Issus de l’imagination même de Shigeru Miyamoto, Project Guard et Project Giant Robots ont été dévoilés en catimini et sont restés plutôt discrets lors de l’E3, ce qui peut sembler étrange… à première vue.

Nous avons tout d’abord pu nous essayer à Project Guard. Le but du jeu est assez simple : vous devez défendre un objet au centre de la carte à l’aide des douze caméras que vous avez placées et ajustées lors de l’étape de préparation. Par la suite, des vagues de robots surviennent de différents côtés de la carte afin de détruire ce fameux objet. Ainsi, l’écran de votre Gamepad affiche la carte avec la position de vos caméras, tandis que la télévision affiche la vue de toutes les caméras. Lorsqu’un robot est dans votre ligne de mire, il suffit d’orienter le Gamepad correctement grâce au gyroscope et de presser le bouton de tir. Le principal intérêt est de faire participer les personnes qui vous regardent jouer, qui peuvent vous indiquer (en criant, de préférence) le numéro de la caméra sur laquelle il faut se focaliser,puisqu’il est impossible pour le joueur de garder un œil sur toutes les caméras en même temps.

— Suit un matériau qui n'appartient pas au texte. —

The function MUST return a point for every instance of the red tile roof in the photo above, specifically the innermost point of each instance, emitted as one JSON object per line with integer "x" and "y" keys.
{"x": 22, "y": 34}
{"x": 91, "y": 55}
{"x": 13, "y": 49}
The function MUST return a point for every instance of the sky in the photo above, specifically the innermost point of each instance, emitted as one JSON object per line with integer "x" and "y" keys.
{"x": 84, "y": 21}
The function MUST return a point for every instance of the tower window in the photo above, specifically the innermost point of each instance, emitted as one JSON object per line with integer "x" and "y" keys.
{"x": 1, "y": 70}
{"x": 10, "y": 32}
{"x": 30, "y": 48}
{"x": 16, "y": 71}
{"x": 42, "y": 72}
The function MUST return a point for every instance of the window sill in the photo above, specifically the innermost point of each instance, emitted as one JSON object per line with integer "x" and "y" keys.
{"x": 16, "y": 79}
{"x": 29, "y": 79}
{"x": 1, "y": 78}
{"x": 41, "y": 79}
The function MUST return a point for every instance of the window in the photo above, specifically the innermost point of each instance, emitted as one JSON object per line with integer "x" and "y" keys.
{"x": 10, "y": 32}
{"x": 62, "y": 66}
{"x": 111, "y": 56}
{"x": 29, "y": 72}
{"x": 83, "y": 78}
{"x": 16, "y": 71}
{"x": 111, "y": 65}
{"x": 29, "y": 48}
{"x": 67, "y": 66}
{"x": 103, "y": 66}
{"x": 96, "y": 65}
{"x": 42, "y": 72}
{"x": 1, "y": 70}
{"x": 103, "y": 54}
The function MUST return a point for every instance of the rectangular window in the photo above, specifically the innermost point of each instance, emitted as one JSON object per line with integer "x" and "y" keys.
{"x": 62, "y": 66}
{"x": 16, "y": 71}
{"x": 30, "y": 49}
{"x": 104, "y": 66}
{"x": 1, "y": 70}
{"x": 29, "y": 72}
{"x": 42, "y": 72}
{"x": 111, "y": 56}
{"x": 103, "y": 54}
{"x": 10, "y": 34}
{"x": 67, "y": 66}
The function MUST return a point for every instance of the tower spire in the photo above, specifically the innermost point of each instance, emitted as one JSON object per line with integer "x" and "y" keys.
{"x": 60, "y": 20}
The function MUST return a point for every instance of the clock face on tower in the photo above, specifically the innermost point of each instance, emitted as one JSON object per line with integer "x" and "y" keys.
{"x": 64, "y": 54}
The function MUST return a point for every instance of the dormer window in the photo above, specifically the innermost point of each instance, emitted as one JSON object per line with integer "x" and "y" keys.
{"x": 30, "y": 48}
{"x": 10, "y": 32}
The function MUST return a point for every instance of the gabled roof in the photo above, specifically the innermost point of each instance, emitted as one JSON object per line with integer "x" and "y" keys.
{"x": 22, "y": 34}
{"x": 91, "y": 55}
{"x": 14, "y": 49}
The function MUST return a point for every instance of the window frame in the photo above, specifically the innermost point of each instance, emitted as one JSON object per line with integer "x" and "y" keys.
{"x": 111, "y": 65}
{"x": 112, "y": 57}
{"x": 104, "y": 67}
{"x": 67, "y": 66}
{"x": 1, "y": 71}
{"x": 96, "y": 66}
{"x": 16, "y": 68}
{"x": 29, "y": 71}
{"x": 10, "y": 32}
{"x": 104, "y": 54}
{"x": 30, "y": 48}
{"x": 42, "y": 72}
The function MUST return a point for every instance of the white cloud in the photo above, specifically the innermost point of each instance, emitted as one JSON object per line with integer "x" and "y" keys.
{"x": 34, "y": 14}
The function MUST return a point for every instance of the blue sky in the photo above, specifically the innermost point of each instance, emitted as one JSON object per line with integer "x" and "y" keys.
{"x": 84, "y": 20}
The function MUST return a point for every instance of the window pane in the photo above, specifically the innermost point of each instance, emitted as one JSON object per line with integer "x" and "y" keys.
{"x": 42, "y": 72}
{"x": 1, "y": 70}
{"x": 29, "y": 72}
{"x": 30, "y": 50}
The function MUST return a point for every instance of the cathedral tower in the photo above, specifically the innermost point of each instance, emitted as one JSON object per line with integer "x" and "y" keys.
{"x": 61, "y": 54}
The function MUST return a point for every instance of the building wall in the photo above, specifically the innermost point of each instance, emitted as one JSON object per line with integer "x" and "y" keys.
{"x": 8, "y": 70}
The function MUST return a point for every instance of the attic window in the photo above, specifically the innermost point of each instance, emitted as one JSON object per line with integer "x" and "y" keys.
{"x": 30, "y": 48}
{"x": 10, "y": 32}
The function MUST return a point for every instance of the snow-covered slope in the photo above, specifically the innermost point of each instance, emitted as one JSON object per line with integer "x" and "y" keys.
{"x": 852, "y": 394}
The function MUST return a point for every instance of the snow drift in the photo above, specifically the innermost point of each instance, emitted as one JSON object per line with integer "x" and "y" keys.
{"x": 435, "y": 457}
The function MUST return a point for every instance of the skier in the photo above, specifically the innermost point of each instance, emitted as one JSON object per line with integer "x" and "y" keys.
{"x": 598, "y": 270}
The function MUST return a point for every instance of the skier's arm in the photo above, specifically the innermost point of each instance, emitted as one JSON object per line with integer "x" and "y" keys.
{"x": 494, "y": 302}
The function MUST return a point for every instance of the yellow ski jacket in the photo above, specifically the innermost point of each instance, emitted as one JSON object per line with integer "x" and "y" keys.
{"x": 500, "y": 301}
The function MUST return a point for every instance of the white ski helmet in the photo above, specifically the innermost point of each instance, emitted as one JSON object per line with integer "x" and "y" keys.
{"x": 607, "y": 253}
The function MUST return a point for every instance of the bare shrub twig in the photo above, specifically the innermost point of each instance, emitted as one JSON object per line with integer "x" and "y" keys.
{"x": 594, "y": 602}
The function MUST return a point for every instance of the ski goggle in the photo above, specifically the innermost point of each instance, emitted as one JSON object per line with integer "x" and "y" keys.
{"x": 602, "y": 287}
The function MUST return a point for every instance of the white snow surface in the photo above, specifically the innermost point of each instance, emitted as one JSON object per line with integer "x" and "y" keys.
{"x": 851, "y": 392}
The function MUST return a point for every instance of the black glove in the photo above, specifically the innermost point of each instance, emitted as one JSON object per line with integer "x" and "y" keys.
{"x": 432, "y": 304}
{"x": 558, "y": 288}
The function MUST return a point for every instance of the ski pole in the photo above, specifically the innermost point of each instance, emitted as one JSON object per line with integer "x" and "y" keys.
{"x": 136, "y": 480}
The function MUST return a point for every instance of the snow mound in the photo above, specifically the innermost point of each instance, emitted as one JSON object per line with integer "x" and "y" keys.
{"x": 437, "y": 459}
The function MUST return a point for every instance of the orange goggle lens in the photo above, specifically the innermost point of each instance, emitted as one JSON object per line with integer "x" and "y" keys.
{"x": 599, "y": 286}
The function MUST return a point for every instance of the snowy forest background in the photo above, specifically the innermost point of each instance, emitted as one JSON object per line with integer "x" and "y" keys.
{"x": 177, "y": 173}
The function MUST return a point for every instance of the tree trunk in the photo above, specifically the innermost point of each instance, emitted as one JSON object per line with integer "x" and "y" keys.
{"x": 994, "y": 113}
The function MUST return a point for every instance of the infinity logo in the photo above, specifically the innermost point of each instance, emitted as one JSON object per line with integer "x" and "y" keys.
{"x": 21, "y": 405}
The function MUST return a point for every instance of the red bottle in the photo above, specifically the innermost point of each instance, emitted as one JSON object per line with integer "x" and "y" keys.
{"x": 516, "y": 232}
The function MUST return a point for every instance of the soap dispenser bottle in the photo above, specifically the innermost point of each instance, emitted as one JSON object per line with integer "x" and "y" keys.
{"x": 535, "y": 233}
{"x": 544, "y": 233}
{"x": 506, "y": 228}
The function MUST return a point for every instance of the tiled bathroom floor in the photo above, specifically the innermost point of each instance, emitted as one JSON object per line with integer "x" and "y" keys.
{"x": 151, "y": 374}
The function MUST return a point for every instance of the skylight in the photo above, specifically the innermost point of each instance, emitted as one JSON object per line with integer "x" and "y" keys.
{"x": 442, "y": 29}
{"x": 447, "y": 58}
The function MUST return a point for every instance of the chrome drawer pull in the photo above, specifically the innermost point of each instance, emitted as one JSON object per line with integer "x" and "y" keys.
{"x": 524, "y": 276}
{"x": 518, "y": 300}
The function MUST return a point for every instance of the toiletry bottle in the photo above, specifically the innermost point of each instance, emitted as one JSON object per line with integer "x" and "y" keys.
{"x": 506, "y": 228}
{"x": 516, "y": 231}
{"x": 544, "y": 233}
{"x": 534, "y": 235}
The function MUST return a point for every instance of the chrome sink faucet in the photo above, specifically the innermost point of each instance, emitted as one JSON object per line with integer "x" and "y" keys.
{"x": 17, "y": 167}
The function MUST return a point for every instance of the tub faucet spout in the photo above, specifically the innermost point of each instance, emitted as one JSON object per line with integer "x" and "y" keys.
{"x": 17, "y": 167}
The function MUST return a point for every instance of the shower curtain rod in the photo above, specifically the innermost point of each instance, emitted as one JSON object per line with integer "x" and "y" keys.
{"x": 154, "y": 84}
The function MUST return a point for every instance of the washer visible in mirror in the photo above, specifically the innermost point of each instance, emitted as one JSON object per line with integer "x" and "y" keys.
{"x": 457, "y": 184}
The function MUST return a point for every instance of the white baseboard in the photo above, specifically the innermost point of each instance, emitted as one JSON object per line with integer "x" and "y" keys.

Vient ensuite le tour de Project Giant Robots. Après avoir personnalisé votre robot géant, en modifiant les pièces de son corps ainsi que leur taille, largeur et profondeur, vous êtes propulsé dans une ville face à un ou plusieurs autres robots géants. Le Gamepad affiche une vue cockpit tandis que l’écran de la télévision affiche quant à elle la scène en entier. Votre objectif est de renverser le robot adverse ou de le pousser en dehors des limites de la zone de jeu. La particularité vient de la maniabilité, qui se révèle être assez spéciale. Les gâchettes vous permettent d’avancer ou de reculer, les joysticks d’avancer les avant-bras et le gyroscope permet quant à lui d’orienter les épaules. Afin de pouvoir donner un coup de poing, il vous faut en quelque sorte avancer le joystick correspondant et imiter le mouvement du coup avec le Gamepad. Au final, les “combats” sont mous, et il était également difficile de gérer en même temps la vue cockpit sur le Gamepad et le robot via la télévision. Les poses assez loufoques que nous prenions pour donner un coup de poing nous ont tout de même décroché un sourire sur le moment.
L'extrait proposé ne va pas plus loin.